A noção de supervisão pedagógica relacionada com a formação inicial, e em período probatório, é abordada por vários autores. Senão vejamos: Alarcão e Tavares (2007) consideram-na como um “processo em que um professor, em princípio mais experiente e mais informado, orienta um outro professor ou candidato a professor no seu desenvolvimento humano e profissional” (p. 16); Sá-Chaves (2002), refere-se-lhe como

uma prática acompanhada, interactiva, reflexiva e colaborativa que tem como objectivo contribuir para desenvolver no candidato a professor o quadro de valores, de atitudes, de conhecimentos, bem como as capacidades e as competências que lhe permitam enfrentar com progressivo sucesso as condições únicas de cada acto educativo (p. 167).

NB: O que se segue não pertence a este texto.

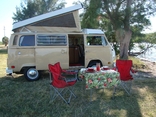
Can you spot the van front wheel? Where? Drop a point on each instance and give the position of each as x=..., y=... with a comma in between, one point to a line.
x=31, y=74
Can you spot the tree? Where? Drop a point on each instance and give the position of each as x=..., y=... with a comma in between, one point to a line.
x=5, y=40
x=120, y=16
x=31, y=8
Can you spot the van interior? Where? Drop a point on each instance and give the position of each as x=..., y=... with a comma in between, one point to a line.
x=76, y=50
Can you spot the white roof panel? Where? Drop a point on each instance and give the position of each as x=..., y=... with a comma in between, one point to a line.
x=45, y=16
x=93, y=31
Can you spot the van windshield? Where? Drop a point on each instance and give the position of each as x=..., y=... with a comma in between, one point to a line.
x=96, y=40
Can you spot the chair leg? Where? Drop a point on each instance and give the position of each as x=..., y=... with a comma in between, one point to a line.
x=114, y=92
x=61, y=92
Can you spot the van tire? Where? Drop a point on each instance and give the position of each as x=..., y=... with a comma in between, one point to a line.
x=31, y=74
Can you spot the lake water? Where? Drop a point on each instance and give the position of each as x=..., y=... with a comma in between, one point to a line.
x=149, y=55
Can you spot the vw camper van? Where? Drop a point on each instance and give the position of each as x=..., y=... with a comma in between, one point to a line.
x=37, y=42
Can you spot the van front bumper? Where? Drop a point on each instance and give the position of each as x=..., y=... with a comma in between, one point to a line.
x=9, y=71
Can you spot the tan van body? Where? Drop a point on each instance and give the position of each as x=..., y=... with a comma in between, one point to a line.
x=33, y=46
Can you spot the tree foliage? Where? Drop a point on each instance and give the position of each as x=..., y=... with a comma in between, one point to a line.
x=31, y=8
x=122, y=17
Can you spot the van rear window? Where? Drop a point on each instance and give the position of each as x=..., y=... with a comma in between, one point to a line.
x=51, y=40
x=96, y=40
x=27, y=40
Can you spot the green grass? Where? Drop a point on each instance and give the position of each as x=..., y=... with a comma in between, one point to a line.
x=20, y=98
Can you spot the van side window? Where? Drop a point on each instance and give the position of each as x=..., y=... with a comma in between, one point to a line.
x=27, y=40
x=96, y=40
x=15, y=40
x=51, y=40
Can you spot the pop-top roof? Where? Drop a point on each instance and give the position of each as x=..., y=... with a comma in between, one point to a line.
x=34, y=22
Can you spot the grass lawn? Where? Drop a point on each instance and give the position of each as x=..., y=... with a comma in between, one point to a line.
x=20, y=98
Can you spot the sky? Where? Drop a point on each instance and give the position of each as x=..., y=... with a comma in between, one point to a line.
x=8, y=7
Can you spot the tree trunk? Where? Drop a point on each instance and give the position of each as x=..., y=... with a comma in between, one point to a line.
x=124, y=40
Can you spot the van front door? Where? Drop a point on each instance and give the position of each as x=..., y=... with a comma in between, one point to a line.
x=51, y=49
x=97, y=49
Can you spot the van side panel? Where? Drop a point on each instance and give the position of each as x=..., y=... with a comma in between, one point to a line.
x=20, y=57
x=51, y=55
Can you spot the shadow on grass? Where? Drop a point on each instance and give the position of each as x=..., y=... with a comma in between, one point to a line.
x=22, y=98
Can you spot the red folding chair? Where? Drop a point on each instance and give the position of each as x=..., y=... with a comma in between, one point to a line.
x=124, y=67
x=61, y=84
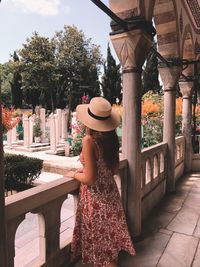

Alarcão (2000) observa que “a supervisão em Portugal tem sido pensada, sobretudo, por referência ao professor (em formação inicial) e à sua interacção pedagógica em sala de aula” (p. 18). Neste sentido, e como refere esta autora, a função do supervisor consiste na

orientação e apoio ao desenvolvimento profissional e pessoal de um professor em início de carreira, através da reflexão sobre as suas práticas em contexto de sala de aula, visando, assim, a melhoria das atitudes e competências profissionais do professor em formação inicial e, desta forma, a qualidade das aprendizagens dos alunos. Alarcão, Leitão e Roldão (2009) consideram que a área da supervisão “tem vindo a sofrer um desenvolvimento não apenas na compreensão da sua substância, mas também no âmbito da sua influência”, pois quando se pensava em supervisão “pensava-se geralmente na supervisão de professores em formação inicial” (p. 4). Estes autores consideram que hoje, a atividade de supervisão deve ser estendida a toda a escola. E, daí a importância que lhe vem sendo atribuída. Salientamos Sergiovanni e Starrat (2002) que separam a definição de supervisão dos papéis tradicionais e hierárquicos da organização escolar e redefinem-na mais em termos democráticos e profissionais. A ‘nova’ supervisão que estes autores descrevem e defendem engloba a supervisão clínica32entre pares, o mentorado, a investigação-ação, a avaliação de programas e de currículo. Mudando a metáfora da escola como organização para a escola como comunidade, estes autores afirmam que o contexto da supervisão mudou e os objetivos, que agora devem ser priorizados, prendem-se com o desenvolvimento do esforço dos professores para melhorar os processos de ensino e aprendizagem.